Hilafet bayrağı: Peygamber devrinde kullanılan sancak yeşil miydi ve üstünde hilal var mıydı? (1)

Faik Bulut Independent Türkçe için yazdı

İstanbul'da 1 Ocak 2024'te düzenlenen "Şehitlerimize Rahmet, Filistin'e Destek, İsrail'e Lanet" yürüyüşünde üzerinde "kelime-i tevhid" yazılı bayrak taşıyan kişiye saldırılmasıyla başlayan "hilafet bayrağı" tartışmaları giderek hilafet-cumhuriyet düellosuna dönüştü. 
 

Ankara Barosu, İstanbul Galata Köprüsü'ndeki yürüyüşte hilafet bayrağı açanlar hakkında suç duyurusunda bulundu.jpg
Ankara Barosu, İstanbul Galata Köprüsü'ndeki yürüyüşte hilafet bayrağı açanlar hakkında suç duyurusunda bulundu

 

İki ayrı uçtan iki örnek verelim:

Laik kesimden gazeteci-yazar Soner Yalçın makalesinde, "Bugünlerde ülke gündemine 'hilafet isteriz' söylemi sokuldu!.. Halifelik merkezli din-iktidar ilişkisi özünde ilahiyatın değil, siyasetin konusudur!" 1 diyerek hilafet bayrağı açanları eleştiriyordu.

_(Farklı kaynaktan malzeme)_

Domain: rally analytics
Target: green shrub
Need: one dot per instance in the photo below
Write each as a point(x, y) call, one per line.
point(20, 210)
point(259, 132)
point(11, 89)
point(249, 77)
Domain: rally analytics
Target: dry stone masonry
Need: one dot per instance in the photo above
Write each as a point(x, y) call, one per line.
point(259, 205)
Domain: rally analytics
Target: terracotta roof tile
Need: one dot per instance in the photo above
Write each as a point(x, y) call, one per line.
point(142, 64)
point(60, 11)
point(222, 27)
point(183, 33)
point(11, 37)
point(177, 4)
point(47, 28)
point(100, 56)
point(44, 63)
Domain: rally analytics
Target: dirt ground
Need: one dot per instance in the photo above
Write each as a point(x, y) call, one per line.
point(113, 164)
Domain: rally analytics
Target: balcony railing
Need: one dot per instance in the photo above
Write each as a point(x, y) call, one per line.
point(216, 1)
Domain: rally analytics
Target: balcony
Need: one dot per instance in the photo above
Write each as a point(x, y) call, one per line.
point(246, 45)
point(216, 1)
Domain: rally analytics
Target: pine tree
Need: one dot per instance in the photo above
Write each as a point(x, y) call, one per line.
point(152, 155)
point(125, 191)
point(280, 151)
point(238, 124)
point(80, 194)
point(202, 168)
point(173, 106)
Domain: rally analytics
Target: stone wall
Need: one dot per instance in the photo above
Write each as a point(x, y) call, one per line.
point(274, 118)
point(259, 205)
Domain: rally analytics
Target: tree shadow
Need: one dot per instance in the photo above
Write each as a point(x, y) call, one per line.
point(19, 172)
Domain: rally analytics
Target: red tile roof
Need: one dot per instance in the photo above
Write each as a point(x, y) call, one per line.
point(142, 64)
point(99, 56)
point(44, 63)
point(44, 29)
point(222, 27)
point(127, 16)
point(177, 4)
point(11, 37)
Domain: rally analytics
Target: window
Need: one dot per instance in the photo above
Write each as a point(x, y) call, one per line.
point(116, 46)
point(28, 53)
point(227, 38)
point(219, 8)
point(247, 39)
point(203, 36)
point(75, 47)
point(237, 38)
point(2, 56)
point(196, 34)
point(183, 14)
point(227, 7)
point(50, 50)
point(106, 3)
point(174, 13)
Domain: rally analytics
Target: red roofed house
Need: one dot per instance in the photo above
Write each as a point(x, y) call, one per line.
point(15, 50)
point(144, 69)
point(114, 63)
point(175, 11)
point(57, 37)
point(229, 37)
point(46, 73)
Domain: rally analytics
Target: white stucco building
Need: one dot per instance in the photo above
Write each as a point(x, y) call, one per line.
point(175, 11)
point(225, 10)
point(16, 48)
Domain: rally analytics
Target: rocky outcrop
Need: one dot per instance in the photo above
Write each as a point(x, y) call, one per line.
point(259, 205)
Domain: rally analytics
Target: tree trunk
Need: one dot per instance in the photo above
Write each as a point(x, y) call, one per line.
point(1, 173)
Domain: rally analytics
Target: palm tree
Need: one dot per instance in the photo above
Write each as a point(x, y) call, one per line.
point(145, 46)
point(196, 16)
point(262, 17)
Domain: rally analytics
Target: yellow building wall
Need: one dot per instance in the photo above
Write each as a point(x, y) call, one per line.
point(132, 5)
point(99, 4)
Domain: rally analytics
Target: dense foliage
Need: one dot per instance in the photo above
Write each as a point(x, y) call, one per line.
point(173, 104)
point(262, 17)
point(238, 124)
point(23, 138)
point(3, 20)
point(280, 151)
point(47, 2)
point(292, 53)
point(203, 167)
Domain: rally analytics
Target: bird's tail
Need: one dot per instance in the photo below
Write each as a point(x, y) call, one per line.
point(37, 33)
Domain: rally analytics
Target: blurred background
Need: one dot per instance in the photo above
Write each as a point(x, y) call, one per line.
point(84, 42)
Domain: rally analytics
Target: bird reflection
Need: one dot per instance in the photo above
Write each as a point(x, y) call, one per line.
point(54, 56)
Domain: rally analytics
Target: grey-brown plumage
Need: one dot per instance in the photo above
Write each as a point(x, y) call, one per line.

Türk-İslamcı Büyük Birlik Partisi'nin Genel Başkanı Mustafa Destici de İstanbul'da gerçekleştirilen yürüyüşün ardından elinde Tevhid bayrağı olan bir kişiye yumruk atılmasıyla ilgili açıklama yaptı ve şöyle dedi:

Buradan açıkça ilan ediyoruz. Biz ne ay yıldızlı al bayrağımızdan vazgeçeriz, ne de Tevhid bayrağımızdan geçeriz.
 

Tevhid bayrakları, 5 Ağustos 2018.jpg
Tevhid bayrakları, 5 Ağustos 2018

 

Destici'nin basın toplantısında Türk bayrağı ve "Kelime-i Tevhid" yazılı bayrak açıldı. 2

Bu konudaki tartışmalar yeni değil, geçmişe dayanıyor, öyle ki:

Diyanet İşleri Başkanlığı tarafından Zonguldak'ın Kozlu ilçesinde yaptırılan Kavaklık Camisi'nin inşaatına Tevhid bayrağı asılmıştı. Tevhid bayrağının varlığını hazmedemeyenler önce 'Hilafet bayrağı dikildi' söylemi ile Kozlu Kaymakamlığını, ardından Zonguldak Valiliğini harekete geçirerek cahil cesaretlerini ve İslamofobilerini yeniden gösterdiler. 3
 

Bazı göstericilerin elinde Tehvid Bayrakları-5 Ağustos 2018_.jpg
Bazı göstericilerin elinde Tehvid Bayrakları, 5 Ağustos 2018

 

Tevhid bayrağı İslam'ın en temel kaidesinin ilanından ibaret olan bir işarettir. Bu sebeple tevhid bayrağını hedef alanlar bir şekilde İslam'la sorunu olan kimselerdir. Özellikle IŞİD'in bu bayrağı kendisi için sembol olarak kullanmasından sonra Türkiye'de sol-Kemalist çevreler tevhid bayrağı üzerinden büyük bir yaygara kopartıyor.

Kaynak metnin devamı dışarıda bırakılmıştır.